Incomplete schema inference while reading from DynamoDB table

Question

Incomplete schema inference while reading from DynamoDB table

Opened this issue 4 years ago · 3 comments

DynamoDB Table:

I am reading the above table using the following code:

spark.read
        .option("tableName", config.tableName)
        .option("region", config.ddbConfig.region)
        .format("dynamodb")
        .load()
df.show()

Result:
|s_id| created_on|p_id|
+----+-------------------+----+
| 002|2018-11-20 12:01:19| 2|
| 001|2018-11-19 12:01:19| 1|
| 006|2018-11-20 12:01:19| 6|
| 005|2018-11-19 12:01:20| 5|
| 004|2018-12-19 12:01:19| 4|
| 003|2019-11-19 12:01:19| 3|

The "num" column was missing from the df. Why did this happen?
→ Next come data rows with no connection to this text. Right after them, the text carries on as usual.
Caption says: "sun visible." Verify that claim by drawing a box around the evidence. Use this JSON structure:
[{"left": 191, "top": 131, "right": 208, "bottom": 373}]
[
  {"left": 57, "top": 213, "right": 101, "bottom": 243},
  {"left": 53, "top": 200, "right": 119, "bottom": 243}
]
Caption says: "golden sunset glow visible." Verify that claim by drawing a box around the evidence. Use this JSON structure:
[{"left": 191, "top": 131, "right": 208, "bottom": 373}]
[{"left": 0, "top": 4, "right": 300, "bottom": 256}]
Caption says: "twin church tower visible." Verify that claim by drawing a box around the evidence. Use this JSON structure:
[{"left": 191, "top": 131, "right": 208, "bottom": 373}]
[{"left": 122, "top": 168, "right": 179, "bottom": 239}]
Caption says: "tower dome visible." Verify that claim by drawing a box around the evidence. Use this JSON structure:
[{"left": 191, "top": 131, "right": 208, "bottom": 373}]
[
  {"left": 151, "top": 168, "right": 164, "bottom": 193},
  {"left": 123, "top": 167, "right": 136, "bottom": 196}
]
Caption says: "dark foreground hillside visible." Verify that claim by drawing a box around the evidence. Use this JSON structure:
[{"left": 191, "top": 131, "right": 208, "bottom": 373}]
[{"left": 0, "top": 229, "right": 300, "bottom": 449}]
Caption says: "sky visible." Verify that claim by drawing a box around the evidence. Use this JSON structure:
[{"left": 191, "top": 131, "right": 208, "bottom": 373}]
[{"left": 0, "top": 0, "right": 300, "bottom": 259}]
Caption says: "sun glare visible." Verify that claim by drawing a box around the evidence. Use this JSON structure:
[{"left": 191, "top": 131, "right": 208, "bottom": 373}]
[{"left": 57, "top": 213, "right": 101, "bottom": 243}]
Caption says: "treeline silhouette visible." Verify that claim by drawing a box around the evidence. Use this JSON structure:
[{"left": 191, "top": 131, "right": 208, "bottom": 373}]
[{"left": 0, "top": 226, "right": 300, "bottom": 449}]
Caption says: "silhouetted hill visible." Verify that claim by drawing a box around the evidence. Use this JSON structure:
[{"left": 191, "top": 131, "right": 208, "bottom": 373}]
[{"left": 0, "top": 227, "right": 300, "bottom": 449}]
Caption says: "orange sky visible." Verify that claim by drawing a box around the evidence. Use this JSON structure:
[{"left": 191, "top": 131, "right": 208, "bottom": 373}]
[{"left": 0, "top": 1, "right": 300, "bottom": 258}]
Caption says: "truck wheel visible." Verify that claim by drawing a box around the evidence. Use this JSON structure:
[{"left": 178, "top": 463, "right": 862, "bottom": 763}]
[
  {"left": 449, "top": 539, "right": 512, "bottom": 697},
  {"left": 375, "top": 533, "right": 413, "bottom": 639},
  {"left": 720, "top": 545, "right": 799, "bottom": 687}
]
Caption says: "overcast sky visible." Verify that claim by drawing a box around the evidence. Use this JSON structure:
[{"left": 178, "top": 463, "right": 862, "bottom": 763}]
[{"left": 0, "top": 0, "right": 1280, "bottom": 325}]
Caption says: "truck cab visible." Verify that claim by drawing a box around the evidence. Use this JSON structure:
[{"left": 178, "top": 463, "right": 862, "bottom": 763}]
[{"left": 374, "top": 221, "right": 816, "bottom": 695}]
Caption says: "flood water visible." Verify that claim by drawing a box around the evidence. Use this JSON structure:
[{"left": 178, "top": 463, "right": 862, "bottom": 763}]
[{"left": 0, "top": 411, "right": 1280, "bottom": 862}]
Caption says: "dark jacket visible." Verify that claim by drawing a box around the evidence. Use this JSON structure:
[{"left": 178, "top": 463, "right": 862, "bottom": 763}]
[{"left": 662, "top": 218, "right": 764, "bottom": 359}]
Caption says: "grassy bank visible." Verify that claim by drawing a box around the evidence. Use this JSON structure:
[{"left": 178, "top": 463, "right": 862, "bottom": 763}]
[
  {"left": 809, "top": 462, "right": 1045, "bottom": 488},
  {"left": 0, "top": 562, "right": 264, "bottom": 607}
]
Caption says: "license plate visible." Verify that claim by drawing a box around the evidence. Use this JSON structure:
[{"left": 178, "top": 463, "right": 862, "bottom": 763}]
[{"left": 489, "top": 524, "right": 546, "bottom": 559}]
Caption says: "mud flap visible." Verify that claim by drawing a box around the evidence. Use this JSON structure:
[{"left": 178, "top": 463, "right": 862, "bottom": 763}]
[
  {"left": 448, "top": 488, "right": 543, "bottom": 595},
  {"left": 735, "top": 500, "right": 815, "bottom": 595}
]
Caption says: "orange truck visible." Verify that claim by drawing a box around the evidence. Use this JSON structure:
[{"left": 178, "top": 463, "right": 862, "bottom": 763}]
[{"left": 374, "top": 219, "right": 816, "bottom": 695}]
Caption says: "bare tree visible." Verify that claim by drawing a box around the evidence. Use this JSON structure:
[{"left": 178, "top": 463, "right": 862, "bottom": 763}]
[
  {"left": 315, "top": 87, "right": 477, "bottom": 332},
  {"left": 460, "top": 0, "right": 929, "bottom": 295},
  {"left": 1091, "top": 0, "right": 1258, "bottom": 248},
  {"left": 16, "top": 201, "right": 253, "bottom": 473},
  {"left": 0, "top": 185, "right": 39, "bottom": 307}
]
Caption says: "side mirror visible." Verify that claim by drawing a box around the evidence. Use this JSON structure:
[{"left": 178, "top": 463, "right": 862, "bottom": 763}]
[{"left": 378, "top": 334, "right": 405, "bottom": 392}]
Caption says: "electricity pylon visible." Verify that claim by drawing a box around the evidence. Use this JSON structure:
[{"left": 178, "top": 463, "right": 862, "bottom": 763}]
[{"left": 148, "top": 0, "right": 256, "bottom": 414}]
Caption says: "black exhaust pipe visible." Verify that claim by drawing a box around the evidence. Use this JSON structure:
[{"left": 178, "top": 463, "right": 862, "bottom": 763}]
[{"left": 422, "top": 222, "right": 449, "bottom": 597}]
Is there any flag which I need to set to ensure complete schema inference?

Answer 1 · 2021-02-08T13:14:10.000Z

You can pass userSchema option and your schema along with that otherwise it creates schema from the data on first page of dynamodb table.

Answer 2 · 2021-02-22T17:28:39.000Z

thanks! this helps.

This library returned an empty dataframe when I tried to read a DDB table with both range key and hash key. Is this a known behaviour?

Answer 3 · 2021-03-26T12:56:54.000Z

@siah210 you should pass schema with .schema() parameter just like you do to normal DF that would work.